What I find astounding today is how much AI the market can support. Or seem to support. OpenAI is seeing massive demand for its products; Meta is seeing big demand for its products. And startups like Codeium and Magic are raising nine-figure rounds simultaneously as GitHub Copilot, Amazon Q, and Gemini Code Assist also exist and do numbers.
So much for an AI slump, even if expectations for near-term productivity gains from genAI tools and services have tempered some in the last few months.
Breaking Up Google
Vice Presidential candidate JD Vance told the FT that Google should be broken up. He’s not alone in thinking that the search, advertising, mobile operating system, hardware, cloud and AI company is too big for its own good; the Department of Justice recently ruled that Google is a “monopolist, and it has acted as one to maintain its monopoly.”
Here’s the FT:
If former President Trump was to win a second term, companies like Google that might have hoped for a more lenient regulatory regime might not get as much of a reprieve from government intrusion than they hoped.

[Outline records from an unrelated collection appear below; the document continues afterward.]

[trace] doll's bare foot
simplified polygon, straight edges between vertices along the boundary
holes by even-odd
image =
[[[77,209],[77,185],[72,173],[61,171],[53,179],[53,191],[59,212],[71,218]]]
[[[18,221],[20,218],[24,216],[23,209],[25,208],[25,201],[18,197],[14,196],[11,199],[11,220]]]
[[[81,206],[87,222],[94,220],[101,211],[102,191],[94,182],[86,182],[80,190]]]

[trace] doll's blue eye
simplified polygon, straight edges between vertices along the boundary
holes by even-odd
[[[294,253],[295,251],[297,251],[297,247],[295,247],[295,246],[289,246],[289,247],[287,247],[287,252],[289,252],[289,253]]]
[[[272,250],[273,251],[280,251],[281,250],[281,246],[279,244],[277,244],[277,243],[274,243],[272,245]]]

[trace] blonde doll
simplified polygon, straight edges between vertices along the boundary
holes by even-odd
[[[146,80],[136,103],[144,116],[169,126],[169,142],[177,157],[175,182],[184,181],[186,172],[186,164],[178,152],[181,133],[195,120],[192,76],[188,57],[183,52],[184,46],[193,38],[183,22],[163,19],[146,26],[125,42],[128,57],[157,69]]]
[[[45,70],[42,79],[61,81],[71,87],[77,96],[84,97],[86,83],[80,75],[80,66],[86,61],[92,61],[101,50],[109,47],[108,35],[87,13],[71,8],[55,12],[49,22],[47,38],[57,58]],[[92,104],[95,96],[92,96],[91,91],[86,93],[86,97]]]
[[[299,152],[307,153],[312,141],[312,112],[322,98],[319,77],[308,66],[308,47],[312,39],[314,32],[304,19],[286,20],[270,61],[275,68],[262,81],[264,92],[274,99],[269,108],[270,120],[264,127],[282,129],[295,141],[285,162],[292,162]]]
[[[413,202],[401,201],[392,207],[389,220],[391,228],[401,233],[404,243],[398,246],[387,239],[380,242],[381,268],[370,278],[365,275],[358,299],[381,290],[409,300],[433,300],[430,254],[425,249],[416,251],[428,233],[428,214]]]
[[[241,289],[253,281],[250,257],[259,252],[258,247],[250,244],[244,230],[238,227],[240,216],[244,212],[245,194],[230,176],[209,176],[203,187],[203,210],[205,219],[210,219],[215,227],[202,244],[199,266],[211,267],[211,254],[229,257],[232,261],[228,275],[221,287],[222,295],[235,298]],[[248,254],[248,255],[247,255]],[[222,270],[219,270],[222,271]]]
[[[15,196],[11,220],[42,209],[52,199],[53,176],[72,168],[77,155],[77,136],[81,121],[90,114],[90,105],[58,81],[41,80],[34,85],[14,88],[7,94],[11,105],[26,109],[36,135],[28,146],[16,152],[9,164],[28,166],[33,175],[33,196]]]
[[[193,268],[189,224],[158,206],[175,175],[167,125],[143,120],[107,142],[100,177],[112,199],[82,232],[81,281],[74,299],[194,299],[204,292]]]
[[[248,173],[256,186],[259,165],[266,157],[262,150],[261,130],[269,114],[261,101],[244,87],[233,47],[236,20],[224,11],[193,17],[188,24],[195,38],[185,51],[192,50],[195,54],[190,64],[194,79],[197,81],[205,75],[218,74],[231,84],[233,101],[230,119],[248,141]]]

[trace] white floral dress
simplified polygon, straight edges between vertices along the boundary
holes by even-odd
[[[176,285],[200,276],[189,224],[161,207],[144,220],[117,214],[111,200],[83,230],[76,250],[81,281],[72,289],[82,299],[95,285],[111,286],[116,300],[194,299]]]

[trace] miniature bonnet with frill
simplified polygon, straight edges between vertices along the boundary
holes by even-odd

We should not be surprised here. Vance previously praised Silicon Valley bugbear Lina Khan, whose tenure atop the Federal Trade Commission has seen more aggressive antitrust work than many in tech circles are comfortable with. (Not to be inflammatory, but given the age of his running mate, the chance that Vance could wind up in the Oval Office is non-zero, and thus must be considered.)
It is possible to favor breaking up the largest tech companies and consider onself pro-startup. It’s my loosely held position, at least. But it’s not a view that I’ve heard from too many investors in recent months. The opposite, in fact.